After the Acts of Union in 1707 the royal family spent very little time in, or money on, Scottish palaces and many Scottish nobles followed the royal court to England, tending to invest in sculpture for their residences in London, rather than their estates in Scotland. With the growth of civic development there was an increasing demand for public statuary, often with the patronage of a public institution, such as the lead figure of George II at the newly founded Royal Infirmary, Edinburgh in 1753 or the figure of the judge Duncan Forbes for the Outer Parliament House in 1752. The portrait bust, designed for interior display, also became popular. By the middle of the century statuary were preferred to painted portraits among the aristocracy.

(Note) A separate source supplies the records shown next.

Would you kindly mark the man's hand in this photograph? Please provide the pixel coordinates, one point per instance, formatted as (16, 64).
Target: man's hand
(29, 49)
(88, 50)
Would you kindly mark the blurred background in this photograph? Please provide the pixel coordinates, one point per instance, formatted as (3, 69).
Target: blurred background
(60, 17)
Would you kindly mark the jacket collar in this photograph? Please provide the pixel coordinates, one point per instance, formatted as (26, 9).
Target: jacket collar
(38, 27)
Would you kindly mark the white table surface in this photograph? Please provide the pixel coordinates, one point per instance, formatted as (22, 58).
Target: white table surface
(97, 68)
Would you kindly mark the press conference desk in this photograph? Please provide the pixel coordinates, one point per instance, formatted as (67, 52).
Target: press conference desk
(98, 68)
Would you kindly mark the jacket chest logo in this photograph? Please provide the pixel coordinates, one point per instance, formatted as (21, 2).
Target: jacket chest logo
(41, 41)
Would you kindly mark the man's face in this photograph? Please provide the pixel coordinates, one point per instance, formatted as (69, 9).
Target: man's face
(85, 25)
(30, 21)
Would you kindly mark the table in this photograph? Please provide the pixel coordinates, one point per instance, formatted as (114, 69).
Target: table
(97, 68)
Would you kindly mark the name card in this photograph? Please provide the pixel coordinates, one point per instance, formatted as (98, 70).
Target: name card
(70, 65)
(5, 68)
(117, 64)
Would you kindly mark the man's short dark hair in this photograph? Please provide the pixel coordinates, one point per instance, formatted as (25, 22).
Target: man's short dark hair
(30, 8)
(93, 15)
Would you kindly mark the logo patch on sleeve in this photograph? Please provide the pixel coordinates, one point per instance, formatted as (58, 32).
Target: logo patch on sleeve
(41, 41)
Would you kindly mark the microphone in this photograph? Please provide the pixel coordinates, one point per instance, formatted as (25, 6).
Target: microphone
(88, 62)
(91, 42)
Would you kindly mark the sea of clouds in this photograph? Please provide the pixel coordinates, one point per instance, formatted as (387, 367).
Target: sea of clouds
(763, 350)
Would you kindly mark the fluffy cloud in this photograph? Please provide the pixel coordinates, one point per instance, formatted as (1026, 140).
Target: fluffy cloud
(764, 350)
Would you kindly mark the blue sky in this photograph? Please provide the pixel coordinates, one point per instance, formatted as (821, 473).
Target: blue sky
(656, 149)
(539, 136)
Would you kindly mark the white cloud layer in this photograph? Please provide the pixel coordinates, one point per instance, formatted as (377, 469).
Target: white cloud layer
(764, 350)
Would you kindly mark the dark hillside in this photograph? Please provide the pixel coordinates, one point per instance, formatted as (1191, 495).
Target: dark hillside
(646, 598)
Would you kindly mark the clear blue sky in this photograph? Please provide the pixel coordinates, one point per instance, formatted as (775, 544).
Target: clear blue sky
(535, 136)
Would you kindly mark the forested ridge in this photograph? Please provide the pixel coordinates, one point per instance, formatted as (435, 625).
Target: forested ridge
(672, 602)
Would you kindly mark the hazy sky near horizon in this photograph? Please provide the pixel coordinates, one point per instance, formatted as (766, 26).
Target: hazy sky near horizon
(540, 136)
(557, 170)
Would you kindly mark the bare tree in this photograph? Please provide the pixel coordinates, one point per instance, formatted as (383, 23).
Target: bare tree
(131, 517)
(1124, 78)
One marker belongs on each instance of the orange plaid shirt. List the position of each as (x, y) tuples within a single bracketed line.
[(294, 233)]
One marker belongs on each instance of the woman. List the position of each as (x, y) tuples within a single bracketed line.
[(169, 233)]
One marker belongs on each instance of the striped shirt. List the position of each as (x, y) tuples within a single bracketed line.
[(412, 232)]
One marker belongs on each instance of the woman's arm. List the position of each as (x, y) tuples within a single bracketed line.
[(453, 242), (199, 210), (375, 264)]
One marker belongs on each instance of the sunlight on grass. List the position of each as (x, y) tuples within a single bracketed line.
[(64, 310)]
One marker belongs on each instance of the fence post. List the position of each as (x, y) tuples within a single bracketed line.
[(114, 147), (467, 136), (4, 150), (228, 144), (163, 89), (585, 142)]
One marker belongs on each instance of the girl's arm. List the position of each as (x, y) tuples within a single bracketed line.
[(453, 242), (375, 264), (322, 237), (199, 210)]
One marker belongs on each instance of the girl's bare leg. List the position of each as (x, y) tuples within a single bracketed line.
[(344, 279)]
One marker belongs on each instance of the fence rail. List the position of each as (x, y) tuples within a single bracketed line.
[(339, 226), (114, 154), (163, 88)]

As in England, commissions of new statuary tended to be made in relatively cheap lead and even more economical painted or gilded plaster. The plasterwork of John Cheere's yard in London was particularly in demand. Also important was the work from the yard of John Bacon (1740–99) who produced a monument for Robert Dundas (d. 1787) at Borthwick Church and one for Mrs Allardyce (d. 1787) at West Church, Aberdeen. Bacon was also a partner in Mrs Eleanor Coade's Artificial Stone Manufactory at Lambeth in London. This produced a buff coloured ceramic that could be moulded to provide fine detail, and be fired in sections, but was impervious to frost and fire. Much cheaper than carved stone, Coade stone was used for sphinxes, balustrading, capitals, coat of arms, tablets, ornamental vases, church monuments and fonts. It was used extensively by the Adam brothers, particularly in the houses they built in Scotland, such as Cullen, Banff, Culzean Castle, Ayrshire, Dunbar Castle, East Lothian, Register House, Edinburgh, Gosford House, East Lothian and Wedderburn, Berwickshire. As well as supplying sculpture, candelabra and cippi, the Adam family supplied designs to the Carron Company, founded in 1759, which produced a wide range of iron products, including stoves, safes, vases and tablets.

From the late eighteenth century there are a handful of examples of work from Scottish artists. These included statues of druids on the portico of Penicuik House carved by one "Willie Jeans" in 1776; the marble bust of James Gillespie by the obscure Robert Burn (fl. 1790–1816) and the bronze figure in Roman armour at the City Chambers, Edinburgh, which may represent Charles Edward Stuart or Louis XV. James Tassie (1735–99) was born in Glasgow and trained as a stonemason. He attended the Foulis Academy, before moving to Dublin and then London. He developed a formula for making casts in vitreous paste and manufactured casts of antique carved gems. He also produced portrait medallions and among his sitters were many leading figures in Scottish intellectual life, such as Adam Smith, David Hume and Henry Raeburn. His medallions were popular when produced in Wedgwood jasper and were used by the Carron Company to be cast in iron.